CMK'nun 308. maddesi uyarınca inceleme yapan Yargıtay 6. Ceza Dairesince  27.09.2012 gün ve 16862-16171 sayı ile; itiraz nedenlerinin yerinde görülmediğinden bahisle Yargıtay Birinci Başkanlığına gönderilen dosya, Ceza Genel Kurulunca değerlendirilmiş ve açıklanan gerekçelerle karara bağlanmıştır.

TÜRK MİLLETİ ADINA

CEZA GENEL KURULU KARARI

Yargıtay Cumhuriyet Başsavcılığı ile Özel Daire arasında oluşan ve Ceza Genel Kurulunca çözümlenmesi gereken uyuşmazlıklar;

1- Hırsızlık suçundan kurulan hükümle ilgili olarak, 5237 sayılı TCK’nun 58/6. maddesi uyarınca sanık hakkında mükerrirlere özgü infaz rejiminin uygulanmasına karar verilirken tekerrüre esas alınan ilamın kararda gösterilmesinin zorunlu olup olmadığı,

2- Konut dokunulmazlığının ihlali suçundan kurulan hükümle ilgili olarak, belirtilen suçtan açılmış bir dava olup olmadığı,

Noktalarında toplanmaktadır.

Uyuşmazlık konularının sırasıyla değerlendirilmesinde yarar bulunmaktadır.

 5237 sayılı TCK’nun 58/6. maddesi uyarınca sanık hakkında mükerrirlere özgü infaz rejiminin uygulanmasına karar verilirken tekerrüre esas alınan ilamın kararda gösterilmesinin zorunlu olup olmadığına ilişkin birinci uyuşmazlık konusunun değerlendirilmesi:

İncelenen dosya içeriğine göre; sanığın adli sicil kaydında altı adet mahkûmiyet ilamının yer aldığı, yaş küçüklüğü nedeniyle indirim uygulaması yapılan üç ilamın tekerrüre esas nitelikte olmadığı, diğer üç ilamın ise tekerrüre esas alınabilir nitelikte olduğu ve yerel mahkemece sanık hakkında tekerrür hükümlerinin uygulanmasına karar verilirken tekerrüre esas alınan ilamın karar yerinde gösterilmediği anlaşılmaktadır.

Tekerrür, 765 sayılı TCK’da cezanın artırım nedeni olarak öngörülmüş iken, yeni sistemde koşullu salıverilme süresini de etkileyecek şekilde bir infaz rejimi kurumu olarak düzenlenmiştir.

5237 sayılı TCK'nun “suçta tekerrür ve özel tehlikeli suçlular” başlıklı 58. maddesi;

“(1) Önceden işlenen suçtan dolayı verilen hüküm kesinleştikten sonra yeni bir suçun işlenmesi hâlinde, tekerrür hükümleri uygulanır.
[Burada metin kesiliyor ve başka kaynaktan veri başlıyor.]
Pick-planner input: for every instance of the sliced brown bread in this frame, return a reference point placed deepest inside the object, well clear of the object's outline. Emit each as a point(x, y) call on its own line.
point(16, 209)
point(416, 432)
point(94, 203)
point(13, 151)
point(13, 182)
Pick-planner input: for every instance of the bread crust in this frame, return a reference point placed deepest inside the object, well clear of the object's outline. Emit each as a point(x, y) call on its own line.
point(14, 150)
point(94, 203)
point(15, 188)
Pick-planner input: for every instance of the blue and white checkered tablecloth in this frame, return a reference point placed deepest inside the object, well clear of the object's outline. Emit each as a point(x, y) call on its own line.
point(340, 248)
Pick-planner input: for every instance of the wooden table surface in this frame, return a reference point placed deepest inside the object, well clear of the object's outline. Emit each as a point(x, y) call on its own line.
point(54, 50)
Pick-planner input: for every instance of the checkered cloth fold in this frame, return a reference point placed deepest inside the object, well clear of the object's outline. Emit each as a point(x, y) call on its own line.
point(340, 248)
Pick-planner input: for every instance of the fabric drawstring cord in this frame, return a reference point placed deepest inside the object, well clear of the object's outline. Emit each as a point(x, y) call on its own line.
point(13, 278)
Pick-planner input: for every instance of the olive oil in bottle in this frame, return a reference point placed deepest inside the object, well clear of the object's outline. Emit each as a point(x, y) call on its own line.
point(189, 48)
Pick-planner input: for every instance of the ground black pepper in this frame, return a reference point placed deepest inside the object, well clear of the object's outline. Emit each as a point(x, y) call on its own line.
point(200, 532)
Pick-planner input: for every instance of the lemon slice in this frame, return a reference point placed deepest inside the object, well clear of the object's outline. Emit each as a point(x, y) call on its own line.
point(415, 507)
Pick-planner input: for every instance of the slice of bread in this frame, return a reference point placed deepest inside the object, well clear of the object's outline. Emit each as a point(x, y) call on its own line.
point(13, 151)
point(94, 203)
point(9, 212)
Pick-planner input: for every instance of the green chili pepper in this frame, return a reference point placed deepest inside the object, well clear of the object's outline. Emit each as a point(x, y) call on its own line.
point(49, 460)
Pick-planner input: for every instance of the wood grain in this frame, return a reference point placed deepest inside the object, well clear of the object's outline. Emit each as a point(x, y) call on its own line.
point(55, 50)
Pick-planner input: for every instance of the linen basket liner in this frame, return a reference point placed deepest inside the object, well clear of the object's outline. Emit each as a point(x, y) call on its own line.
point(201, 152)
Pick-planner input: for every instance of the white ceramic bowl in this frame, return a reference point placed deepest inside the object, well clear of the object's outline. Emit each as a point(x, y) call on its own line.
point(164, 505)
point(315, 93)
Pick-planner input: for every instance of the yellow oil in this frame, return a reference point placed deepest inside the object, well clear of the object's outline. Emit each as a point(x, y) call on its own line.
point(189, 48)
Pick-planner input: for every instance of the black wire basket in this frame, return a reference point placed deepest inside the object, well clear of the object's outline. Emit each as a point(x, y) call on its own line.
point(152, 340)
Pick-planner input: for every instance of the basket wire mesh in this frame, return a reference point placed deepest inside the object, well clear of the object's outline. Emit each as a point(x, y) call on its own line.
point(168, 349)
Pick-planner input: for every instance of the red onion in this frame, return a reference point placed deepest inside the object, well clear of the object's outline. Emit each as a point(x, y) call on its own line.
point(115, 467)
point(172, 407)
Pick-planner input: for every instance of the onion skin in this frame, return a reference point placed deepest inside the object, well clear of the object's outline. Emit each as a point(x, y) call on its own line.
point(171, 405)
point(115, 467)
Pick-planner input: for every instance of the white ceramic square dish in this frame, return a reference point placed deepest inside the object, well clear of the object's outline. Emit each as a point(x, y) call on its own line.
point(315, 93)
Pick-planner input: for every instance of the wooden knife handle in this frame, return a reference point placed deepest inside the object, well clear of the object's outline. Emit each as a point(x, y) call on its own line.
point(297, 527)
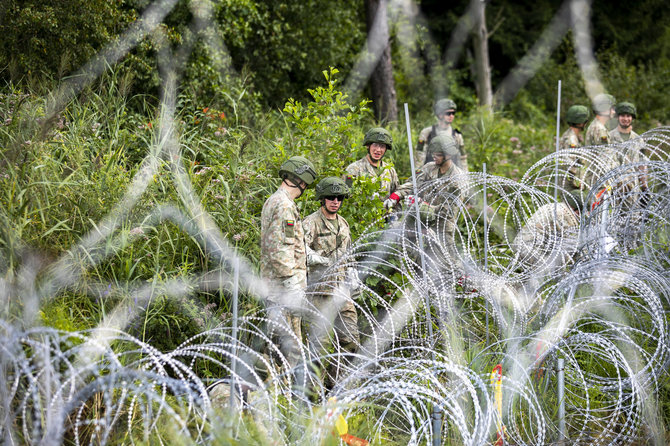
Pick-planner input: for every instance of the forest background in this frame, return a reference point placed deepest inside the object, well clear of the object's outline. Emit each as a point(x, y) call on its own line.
point(283, 81)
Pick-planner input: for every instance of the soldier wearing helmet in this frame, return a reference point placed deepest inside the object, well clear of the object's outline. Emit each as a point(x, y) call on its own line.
point(327, 239)
point(603, 107)
point(625, 113)
point(377, 141)
point(576, 118)
point(445, 111)
point(632, 152)
point(283, 257)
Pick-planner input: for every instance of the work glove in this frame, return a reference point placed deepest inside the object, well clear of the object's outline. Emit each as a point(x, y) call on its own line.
point(391, 201)
point(292, 283)
point(353, 280)
point(316, 259)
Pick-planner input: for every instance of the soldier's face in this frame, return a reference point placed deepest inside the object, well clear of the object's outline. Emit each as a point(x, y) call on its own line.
point(377, 151)
point(625, 120)
point(438, 157)
point(333, 204)
point(448, 116)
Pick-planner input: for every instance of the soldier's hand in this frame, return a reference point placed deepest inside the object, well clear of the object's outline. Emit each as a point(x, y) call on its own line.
point(316, 259)
point(292, 283)
point(352, 279)
point(391, 201)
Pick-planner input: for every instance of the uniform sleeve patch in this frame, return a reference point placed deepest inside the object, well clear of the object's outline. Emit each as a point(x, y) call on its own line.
point(289, 230)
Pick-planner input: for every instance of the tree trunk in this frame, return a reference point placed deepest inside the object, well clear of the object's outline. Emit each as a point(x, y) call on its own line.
point(384, 100)
point(481, 47)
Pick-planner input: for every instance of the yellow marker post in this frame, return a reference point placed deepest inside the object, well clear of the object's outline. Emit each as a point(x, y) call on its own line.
point(342, 428)
point(496, 383)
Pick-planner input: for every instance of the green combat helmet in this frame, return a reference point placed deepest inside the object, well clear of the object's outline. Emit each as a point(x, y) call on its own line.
point(443, 105)
point(626, 108)
point(300, 167)
point(330, 186)
point(380, 136)
point(577, 114)
point(444, 144)
point(603, 103)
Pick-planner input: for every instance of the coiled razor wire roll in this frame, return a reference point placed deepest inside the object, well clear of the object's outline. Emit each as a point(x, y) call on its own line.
point(593, 290)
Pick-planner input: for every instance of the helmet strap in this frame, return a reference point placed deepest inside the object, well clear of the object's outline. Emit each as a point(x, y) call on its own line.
point(291, 182)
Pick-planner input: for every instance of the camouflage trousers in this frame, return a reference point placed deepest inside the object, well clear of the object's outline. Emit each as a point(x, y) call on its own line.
point(344, 321)
point(336, 323)
point(284, 330)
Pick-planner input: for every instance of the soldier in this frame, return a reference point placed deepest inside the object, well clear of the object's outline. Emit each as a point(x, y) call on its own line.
point(442, 200)
point(603, 107)
point(327, 239)
point(445, 111)
point(377, 141)
point(625, 113)
point(283, 257)
point(576, 118)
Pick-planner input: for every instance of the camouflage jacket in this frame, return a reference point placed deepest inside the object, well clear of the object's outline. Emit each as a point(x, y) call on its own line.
point(596, 134)
point(570, 140)
point(429, 133)
point(283, 255)
point(616, 136)
point(444, 195)
point(386, 173)
point(327, 238)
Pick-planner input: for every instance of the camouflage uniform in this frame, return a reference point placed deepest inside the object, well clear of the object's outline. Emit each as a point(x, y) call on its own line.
point(570, 140)
point(283, 258)
point(429, 133)
point(331, 239)
point(548, 237)
point(616, 136)
point(596, 134)
point(443, 199)
point(386, 173)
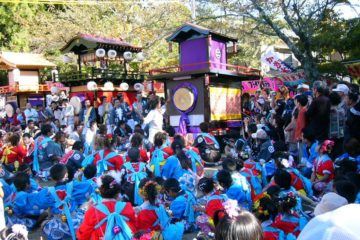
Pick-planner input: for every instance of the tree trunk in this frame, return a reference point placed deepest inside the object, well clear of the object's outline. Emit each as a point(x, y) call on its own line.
point(310, 69)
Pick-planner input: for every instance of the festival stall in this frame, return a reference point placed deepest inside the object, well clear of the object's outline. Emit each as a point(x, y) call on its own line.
point(25, 83)
point(204, 87)
point(103, 68)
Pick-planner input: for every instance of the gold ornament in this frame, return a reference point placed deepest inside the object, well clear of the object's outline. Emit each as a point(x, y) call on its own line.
point(63, 218)
point(9, 210)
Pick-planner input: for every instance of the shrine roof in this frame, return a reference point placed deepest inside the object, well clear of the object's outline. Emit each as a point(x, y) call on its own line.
point(189, 30)
point(82, 42)
point(11, 60)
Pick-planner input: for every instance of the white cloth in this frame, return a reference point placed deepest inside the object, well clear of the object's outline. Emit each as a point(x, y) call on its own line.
point(340, 224)
point(329, 202)
point(2, 216)
point(155, 121)
point(31, 114)
point(90, 137)
point(102, 111)
point(68, 116)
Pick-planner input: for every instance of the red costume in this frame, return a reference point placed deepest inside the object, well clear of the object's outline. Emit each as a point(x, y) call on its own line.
point(146, 220)
point(168, 150)
point(93, 216)
point(214, 205)
point(116, 161)
point(143, 156)
point(289, 223)
point(10, 154)
point(324, 165)
point(30, 149)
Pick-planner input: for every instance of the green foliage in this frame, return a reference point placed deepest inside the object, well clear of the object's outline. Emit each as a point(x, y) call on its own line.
point(14, 25)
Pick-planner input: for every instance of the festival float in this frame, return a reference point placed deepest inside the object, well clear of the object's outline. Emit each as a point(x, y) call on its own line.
point(102, 68)
point(25, 80)
point(204, 87)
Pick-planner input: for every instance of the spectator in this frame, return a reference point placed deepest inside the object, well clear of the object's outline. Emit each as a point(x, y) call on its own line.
point(31, 113)
point(337, 123)
point(318, 114)
point(301, 102)
point(353, 119)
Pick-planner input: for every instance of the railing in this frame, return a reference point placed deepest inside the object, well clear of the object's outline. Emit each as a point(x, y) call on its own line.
point(207, 65)
point(100, 74)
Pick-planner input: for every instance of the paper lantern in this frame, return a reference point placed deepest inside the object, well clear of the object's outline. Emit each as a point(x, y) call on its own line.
point(54, 90)
point(112, 54)
point(100, 53)
point(109, 86)
point(127, 56)
point(124, 86)
point(16, 74)
point(140, 56)
point(138, 87)
point(66, 59)
point(91, 86)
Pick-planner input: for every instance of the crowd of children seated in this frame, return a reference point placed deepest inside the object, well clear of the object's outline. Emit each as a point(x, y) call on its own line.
point(165, 193)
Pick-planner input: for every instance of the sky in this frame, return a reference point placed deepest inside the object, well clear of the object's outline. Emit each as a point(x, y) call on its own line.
point(350, 12)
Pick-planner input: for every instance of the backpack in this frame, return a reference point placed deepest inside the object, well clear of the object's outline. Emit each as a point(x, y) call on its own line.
point(116, 227)
point(64, 204)
point(305, 181)
point(170, 231)
point(103, 164)
point(136, 177)
point(158, 156)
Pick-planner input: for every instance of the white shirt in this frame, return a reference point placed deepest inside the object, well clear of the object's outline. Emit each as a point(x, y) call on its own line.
point(31, 114)
point(155, 121)
point(90, 137)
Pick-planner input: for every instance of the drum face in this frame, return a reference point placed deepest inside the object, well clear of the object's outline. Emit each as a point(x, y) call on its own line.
point(183, 99)
point(9, 109)
point(76, 103)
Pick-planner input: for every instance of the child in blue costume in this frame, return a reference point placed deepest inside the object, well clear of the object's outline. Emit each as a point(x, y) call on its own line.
point(28, 208)
point(233, 167)
point(352, 152)
point(234, 191)
point(182, 205)
point(68, 196)
point(152, 216)
point(34, 186)
point(135, 171)
point(89, 176)
point(159, 154)
point(309, 153)
point(177, 165)
point(283, 180)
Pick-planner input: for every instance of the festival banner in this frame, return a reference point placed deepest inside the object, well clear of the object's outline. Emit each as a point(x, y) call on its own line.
point(251, 86)
point(273, 60)
point(354, 69)
point(225, 103)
Bunun için cezanın infaz edilmiş olması gerekmez.

(2) Tekerrür hükümleri, önceden işlenen suçtan dolayı;

a) Beş yıldan fazla süreyle hapis cezasına mahkûmiyet hâlinde, bu cezanın infaz edildiği tarihten itibaren beş yıl,

b) Beş yıl veya daha az süreli hapis ya da adlî para cezasına mahkûmiyet hâlinde, bu cezanın infaz edildiği tarihten itibaren üç yıl,

Geçtikten sonra işlenen suçlar dolayısıyla uygulanmaz.

(3) Tekerrür hâlinde, sonraki suça ilişkin kanun maddesinde seçimlik olarak hapis cezası ile adlî para cezası öngörülmüşse, hapis cezasına hükmolunur.

(4) Kasıtlı suçlarla taksirli suçlar ve sırf askerî suçlarla diğer suçlar arasında tekerrür hükümleri uygulanmaz. Kasten öldürme, kasten yaralama, yağma, dolandırıcılık, uyuşturucu veya uyarıcı madde imal ve ticareti ile parada veya kıymetli damgada sahtecilik suçları hariç olmak üzere; yabancı ülke mahkemelerinden verilen hükümler tekerrüre esas olmaz.

(5) Fiili işlediği sırada onsekiz yaşını doldurmamış olan kişilerin işlediği suçlar dolayısıyla tekerrür hükümleri uygulanmaz.

(6) Tekerrür hâlinde hükmolunan ceza, mükerrirlere özgü infaz rejimine göre çektirilir. Ayrıca, mükerrir hakkında cezanın infazından sonra denetimli serbestlik tedbiri uygulanır.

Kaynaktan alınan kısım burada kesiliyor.